A report published today by the HIV and AIDS in the UK Select Committee of the House of Lords has described the priority given to preventing HIV and AIDS in Britain as “woefully inadequate”. While nearly three quarters of a billion pounds is spent each year on HIV treatment, only a third of that is spent on prevention. In the last decade, the UK has trebled the number of people on anti-retroviral therapy for HIV (ART), while we face the number of people living with HIV topping the 100,000 mark in the next year if current trends continue – 25% of whom do not even know their diagnosis. And people unaware of their HIV status risk infecting others and worsening their own health.
While the scale of this problem has made headlines today, the underlying issue should come as no real surprise. As far back as 2006, while attending a function for UK civil society delegates to the UN High Level Meeting on AIDS in New York I was told by a Department of Health Civil Servant that the UK did not need a separate HIV prevention strategy any more, as it was all adequately dealt with by the UK’s sexual health strategy. Ignoring the fact that the most successful work has been done amongst drug users using needle exchanges, the astounding level of complacency this statement reveals is born out by not only today’s figures, but that the UK continues to have some of the highest STD and teenage pregnancy rates in Western Europe. If we cannot even tackle sexual health adequately, no wonder we are not tackling HIV!

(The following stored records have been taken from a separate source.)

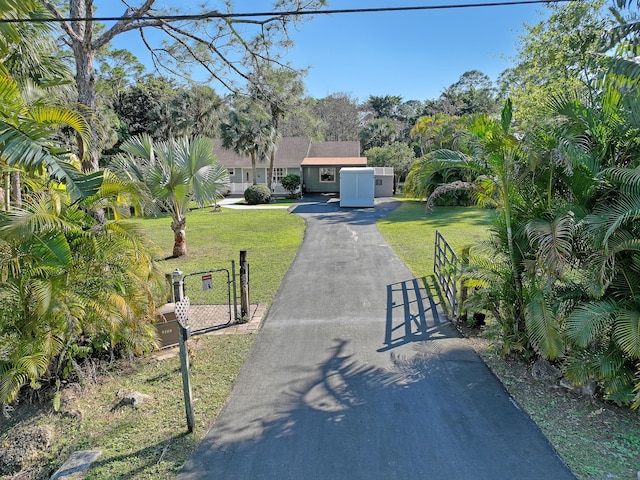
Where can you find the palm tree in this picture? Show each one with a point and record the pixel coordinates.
(171, 174)
(26, 129)
(248, 133)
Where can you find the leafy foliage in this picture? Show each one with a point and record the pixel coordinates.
(257, 194)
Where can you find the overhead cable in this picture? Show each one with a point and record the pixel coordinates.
(218, 14)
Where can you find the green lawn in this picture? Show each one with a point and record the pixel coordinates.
(597, 440)
(151, 442)
(412, 234)
(214, 238)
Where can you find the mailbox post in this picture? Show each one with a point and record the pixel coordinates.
(181, 310)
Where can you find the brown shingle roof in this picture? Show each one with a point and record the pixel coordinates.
(335, 162)
(294, 151)
(334, 149)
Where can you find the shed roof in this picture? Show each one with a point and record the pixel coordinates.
(334, 149)
(290, 152)
(293, 151)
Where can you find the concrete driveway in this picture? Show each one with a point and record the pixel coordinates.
(356, 375)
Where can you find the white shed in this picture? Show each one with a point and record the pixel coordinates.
(357, 187)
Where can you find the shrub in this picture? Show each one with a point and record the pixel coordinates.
(290, 183)
(257, 194)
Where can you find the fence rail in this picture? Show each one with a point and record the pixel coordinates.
(445, 267)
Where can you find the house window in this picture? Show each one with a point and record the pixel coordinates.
(278, 173)
(327, 175)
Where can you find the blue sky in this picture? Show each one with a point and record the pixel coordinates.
(415, 54)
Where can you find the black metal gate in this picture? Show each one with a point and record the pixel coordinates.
(212, 295)
(445, 266)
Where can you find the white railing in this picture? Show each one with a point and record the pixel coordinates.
(239, 188)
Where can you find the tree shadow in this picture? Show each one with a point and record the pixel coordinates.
(437, 413)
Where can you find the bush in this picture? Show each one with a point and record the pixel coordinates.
(290, 183)
(257, 194)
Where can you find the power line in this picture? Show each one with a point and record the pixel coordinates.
(217, 14)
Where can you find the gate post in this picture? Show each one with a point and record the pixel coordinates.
(178, 292)
(464, 291)
(244, 287)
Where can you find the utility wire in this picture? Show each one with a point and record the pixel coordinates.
(217, 14)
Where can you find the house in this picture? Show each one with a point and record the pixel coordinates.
(317, 163)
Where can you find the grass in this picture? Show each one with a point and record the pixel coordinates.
(412, 234)
(276, 201)
(214, 238)
(596, 439)
(151, 442)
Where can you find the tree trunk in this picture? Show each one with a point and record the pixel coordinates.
(84, 54)
(272, 159)
(6, 192)
(180, 237)
(16, 189)
(85, 82)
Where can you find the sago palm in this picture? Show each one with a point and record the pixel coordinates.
(66, 285)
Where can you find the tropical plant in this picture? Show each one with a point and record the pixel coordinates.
(257, 194)
(69, 289)
(26, 130)
(248, 132)
(171, 174)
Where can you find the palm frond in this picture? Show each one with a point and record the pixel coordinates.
(589, 320)
(543, 328)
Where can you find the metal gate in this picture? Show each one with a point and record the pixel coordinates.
(445, 266)
(212, 295)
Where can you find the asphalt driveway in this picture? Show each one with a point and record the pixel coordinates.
(356, 375)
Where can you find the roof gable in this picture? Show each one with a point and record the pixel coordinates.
(294, 151)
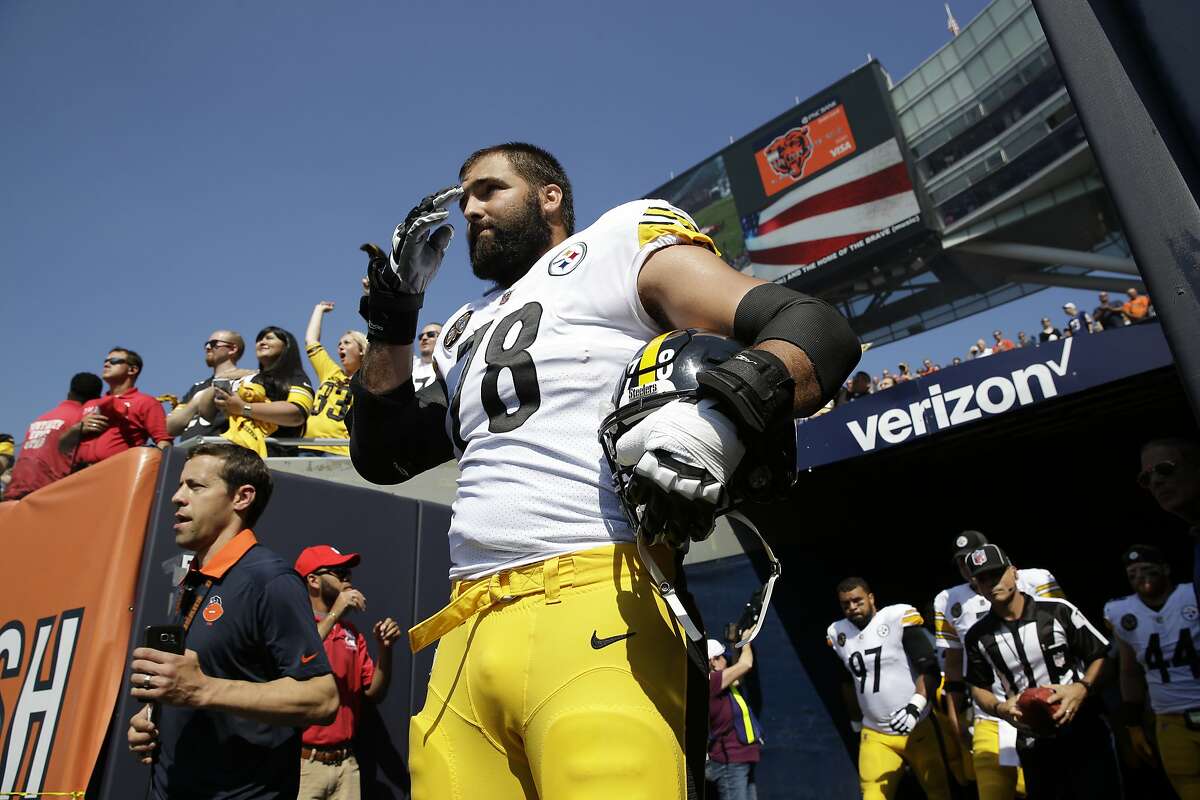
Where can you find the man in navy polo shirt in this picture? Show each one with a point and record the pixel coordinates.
(255, 668)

In fact, the most worrying finding is that, a generation on from the start of the AIDS pandemic, the British population is more ignorant than ever about HIV, its effects routes of transmission and prevention.
While the British government has been applauded for its funding of HIV treatment and prevention work in the developing world, we remain shockingly inadequate (and even complacent) on the domestic front. Likewise, the global church has responded constructively to HIV in many parts of the world, especially sub-Saharan Africa, but the British church remains largely ignorant and unengaged with HIV as in issue in the UK. It is time for a change in our attitudes.
Well done to Lord Fowler (the originator of the ‘Don’t Die of Ignorance’ campaign in the eighties that many now credit with playing a significant part in saving the UK from a major HIV epidemic in the nineties) and his committee for reminding us the AIDS has not gone away, and getting it back in the headlines.